Maybe pfSense/openwrt based on APU2[0] platform? I don't personally anybody who has used it. If on HN there is someone who would like to share his opinion about it, I'd be grateful.
Edit: Also, Turris MOX or Turris Omnia [1] might be an alternative.
I've been using the APU2 platform for a home network router and can strongly recommend it. I especially like the open source firmware (coreboot) with frequent, signed releases. Wireless performance on OpenBSD was lackluster, so I'm back to running Debian for 802.11. Performance is strong even at full WAN bandwidth capacity of 400 Mbps.
I’m running an APU2C4 for my router, no wireless. It has pfSense running with OpenVPN and a DNS sinkhole for ads. My wireless is through an UAP AC Pro.
The APU works fine but after upgrading to a gigabit connection I’m a bit disappointed. It won’t saturate the connection on a single thread. (Yes over Ethernet) Maybe 400 Mbps max. Apparently it has something to do with pfSense not multithreading connections and the single cores of the CPU not being fast enough on their own. I can run 1 Gbps over multiple connections though so I suppose it mostly fulfills it’s purpose. I also want a WireGuard server but I might end up just deploying that in a VM. pfSense doesn’t currently have that option.
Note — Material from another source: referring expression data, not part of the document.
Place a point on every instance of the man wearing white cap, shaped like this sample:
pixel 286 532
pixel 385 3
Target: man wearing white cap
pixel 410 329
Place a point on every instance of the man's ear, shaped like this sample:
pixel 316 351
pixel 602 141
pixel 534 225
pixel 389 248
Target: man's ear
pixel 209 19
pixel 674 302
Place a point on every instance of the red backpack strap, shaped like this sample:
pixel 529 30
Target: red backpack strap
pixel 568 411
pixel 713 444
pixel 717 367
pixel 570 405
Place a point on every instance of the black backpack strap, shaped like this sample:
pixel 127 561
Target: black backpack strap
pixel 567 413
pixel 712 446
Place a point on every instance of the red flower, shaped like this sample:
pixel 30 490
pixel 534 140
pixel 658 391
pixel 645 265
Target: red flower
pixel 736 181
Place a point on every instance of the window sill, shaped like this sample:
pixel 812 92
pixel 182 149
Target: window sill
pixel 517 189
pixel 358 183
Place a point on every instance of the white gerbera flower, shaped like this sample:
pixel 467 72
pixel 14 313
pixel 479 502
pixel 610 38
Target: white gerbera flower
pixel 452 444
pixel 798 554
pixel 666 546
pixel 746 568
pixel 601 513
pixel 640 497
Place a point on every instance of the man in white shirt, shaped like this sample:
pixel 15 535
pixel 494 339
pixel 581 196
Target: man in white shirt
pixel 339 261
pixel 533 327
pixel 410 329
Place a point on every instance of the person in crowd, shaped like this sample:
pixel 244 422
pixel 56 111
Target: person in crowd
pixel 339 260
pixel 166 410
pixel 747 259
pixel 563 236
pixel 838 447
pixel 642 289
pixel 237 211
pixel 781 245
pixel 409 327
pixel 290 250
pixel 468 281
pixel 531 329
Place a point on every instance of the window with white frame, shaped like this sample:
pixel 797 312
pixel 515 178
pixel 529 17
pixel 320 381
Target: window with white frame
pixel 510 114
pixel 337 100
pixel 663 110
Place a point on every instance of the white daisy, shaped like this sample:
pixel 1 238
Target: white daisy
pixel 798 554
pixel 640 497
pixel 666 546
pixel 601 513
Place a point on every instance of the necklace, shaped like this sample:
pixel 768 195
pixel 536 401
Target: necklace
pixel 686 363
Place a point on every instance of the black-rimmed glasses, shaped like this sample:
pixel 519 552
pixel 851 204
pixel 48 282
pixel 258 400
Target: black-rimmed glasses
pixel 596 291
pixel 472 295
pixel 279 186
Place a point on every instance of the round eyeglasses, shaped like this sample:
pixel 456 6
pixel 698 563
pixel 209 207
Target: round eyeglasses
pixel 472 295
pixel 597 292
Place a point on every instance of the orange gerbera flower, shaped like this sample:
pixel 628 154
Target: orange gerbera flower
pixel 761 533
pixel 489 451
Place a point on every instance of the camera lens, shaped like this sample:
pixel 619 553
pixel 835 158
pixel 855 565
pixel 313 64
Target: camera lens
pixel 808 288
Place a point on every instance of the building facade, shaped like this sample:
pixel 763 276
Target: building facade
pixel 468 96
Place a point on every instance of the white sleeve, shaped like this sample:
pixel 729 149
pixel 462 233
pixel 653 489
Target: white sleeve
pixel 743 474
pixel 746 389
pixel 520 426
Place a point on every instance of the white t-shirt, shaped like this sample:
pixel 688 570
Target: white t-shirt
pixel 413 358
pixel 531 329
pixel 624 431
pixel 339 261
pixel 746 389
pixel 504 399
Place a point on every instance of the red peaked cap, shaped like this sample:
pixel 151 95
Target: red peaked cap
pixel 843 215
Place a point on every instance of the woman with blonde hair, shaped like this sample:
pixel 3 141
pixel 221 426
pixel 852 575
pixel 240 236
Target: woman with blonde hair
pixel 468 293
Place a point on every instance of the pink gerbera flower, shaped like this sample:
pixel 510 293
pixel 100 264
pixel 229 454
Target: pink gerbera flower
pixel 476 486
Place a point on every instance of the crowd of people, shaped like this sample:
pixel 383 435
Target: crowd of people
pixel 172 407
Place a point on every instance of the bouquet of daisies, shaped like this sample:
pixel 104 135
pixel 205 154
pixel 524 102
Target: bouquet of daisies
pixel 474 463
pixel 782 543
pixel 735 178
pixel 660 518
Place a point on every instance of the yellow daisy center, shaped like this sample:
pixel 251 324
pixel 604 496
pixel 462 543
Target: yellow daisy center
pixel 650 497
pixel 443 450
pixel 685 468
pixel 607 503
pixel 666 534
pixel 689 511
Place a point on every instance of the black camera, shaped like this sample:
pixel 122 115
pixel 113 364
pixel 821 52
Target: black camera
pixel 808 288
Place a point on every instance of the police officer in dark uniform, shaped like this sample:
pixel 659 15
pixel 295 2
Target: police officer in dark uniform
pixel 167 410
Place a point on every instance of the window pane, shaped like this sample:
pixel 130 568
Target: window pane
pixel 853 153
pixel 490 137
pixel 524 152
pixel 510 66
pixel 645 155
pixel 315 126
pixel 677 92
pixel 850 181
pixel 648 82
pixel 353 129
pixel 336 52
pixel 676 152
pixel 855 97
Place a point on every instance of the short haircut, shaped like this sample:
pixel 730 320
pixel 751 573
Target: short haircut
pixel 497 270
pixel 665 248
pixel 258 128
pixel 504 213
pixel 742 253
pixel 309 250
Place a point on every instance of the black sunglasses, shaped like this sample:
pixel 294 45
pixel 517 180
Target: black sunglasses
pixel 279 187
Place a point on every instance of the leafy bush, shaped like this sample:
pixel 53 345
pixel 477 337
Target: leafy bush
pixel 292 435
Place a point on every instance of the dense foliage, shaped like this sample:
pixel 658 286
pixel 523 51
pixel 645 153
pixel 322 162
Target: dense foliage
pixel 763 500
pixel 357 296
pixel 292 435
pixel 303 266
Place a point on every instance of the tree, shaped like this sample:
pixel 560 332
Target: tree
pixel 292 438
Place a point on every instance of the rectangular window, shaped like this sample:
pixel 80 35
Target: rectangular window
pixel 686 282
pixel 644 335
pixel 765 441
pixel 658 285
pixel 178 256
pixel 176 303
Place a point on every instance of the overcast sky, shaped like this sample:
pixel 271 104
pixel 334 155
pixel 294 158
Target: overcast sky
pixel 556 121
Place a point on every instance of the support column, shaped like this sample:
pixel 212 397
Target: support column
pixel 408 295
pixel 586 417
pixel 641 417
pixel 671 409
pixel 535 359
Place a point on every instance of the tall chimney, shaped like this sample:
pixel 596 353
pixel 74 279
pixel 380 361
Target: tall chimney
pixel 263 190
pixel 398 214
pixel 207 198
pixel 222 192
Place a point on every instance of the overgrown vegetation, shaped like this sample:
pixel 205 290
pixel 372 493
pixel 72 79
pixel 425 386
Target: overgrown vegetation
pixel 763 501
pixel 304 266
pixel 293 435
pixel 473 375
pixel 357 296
When I learned of these limitations I gave some consideration to the the Ubiquiti USG but found it isn’t exactly super beefy either and requires turning features off to get 1 Gbps. I’m debating building something similar to the ArsTechnica guide [0].
Overall, I’ve been satisfied with my setup and in particular the UAPs. I’ve deployed multiple UAPs and Edgerouter X’s at friends and family’s houses and have had essentially 0 support requests. The stuff just works and performs. I just had a party last night and even with 20+ clients, streaming music and YouTube TV for football, I had zero complaints or hiccups. All on a single UAP. I haven’t used any recent consumer gear but I know e consumer gear I used to buy would have definitely been choking on that kind of load.
I’m pretty disappointed to see this turn in events with UBNT. I’ve kinda seen it coming for awhile now since they’ve been moving towards these cloud services but I was really hoping they would resist the lures of Surveillance Capitalism.
Based on information I've found in article [0] pfSense had problems with reaching 1 Gbps but it seems disabling hardware offloading significantly increases throughput [1] (940 Mbps).
I also experienced the gigabit performance issue (Debian 9 and 10, APU4C4); estimate a bandwidth cap of about 400 Mbps, too. I don't actually have a need to exceed that speed on my home network, so I'm still happy. But also curious if anyone has built a beefier, more capable open source hardware router that also isn't a power hog.
There are also TLSense routers[0], which include configurations with Intels i5 [1] or i7. They also claim 7-15W power usage, AES-NI support, microphone/headphones jacks, HDMI, RS-232 and room enough for 16GB of RAM, which is quite unusual in routers.
Edit: Also, Turris MOX or Turris Omnia [1] might be an alternative.